Should I use IOSQE_ASYNC?

You’re using io_uring, and you want to know whether to use the IOSQE_AYSNC flag.

Read, the man pages, they say!

Normal operation for io_uring is to try and issue an sqe as
non-blocking first, and if that fails, execute it in an
async manner. To support more efficient overlapped
operation of requests that the application knows/assumes
will always (or most of the time) block, the application
can ask for an sqe to be issued async from the start. Note
that this flag immediately causes the SQE to be offloaded
to an async helper thread with no initial non-blocking
attempt. This may be less efficient and should not be used
liberally or without understanding the performance and
efficiency tradeoffs.

So how do I know if the request will block?

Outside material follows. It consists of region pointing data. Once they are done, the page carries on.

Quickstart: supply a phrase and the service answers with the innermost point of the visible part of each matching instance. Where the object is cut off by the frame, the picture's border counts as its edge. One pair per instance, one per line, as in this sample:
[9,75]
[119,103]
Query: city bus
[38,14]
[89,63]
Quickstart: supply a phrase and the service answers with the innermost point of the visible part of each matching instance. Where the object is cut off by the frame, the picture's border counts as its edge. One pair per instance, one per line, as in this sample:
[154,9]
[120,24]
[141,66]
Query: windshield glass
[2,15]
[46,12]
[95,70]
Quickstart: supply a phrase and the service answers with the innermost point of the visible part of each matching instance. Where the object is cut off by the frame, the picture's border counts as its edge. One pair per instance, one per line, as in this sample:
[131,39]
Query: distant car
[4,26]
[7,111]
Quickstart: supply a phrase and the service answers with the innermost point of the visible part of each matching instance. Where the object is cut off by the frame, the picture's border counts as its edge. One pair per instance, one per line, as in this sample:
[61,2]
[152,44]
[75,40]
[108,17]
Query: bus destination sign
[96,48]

That’s not covered in the man pages.

io_uring under the hood

There’s a very good post (with significant overlap) by Cloudflare about how io_uring works. To summarize:

When an I/O request is first initiated, it is first attempted “non-blocking”, or perhaps better, inline. If the request can be satisfied immediately, it will be.

If not, then it needs to be completed in one of two ways:

via polling (e.g. polling a socket for readiness) -> retry inline
blocking (e.g. writing to a block device) on an async worker thread

If we KNOW that the request would not be satisfied immediately, we should instead prepare it for polling or queue it async immediately to save time.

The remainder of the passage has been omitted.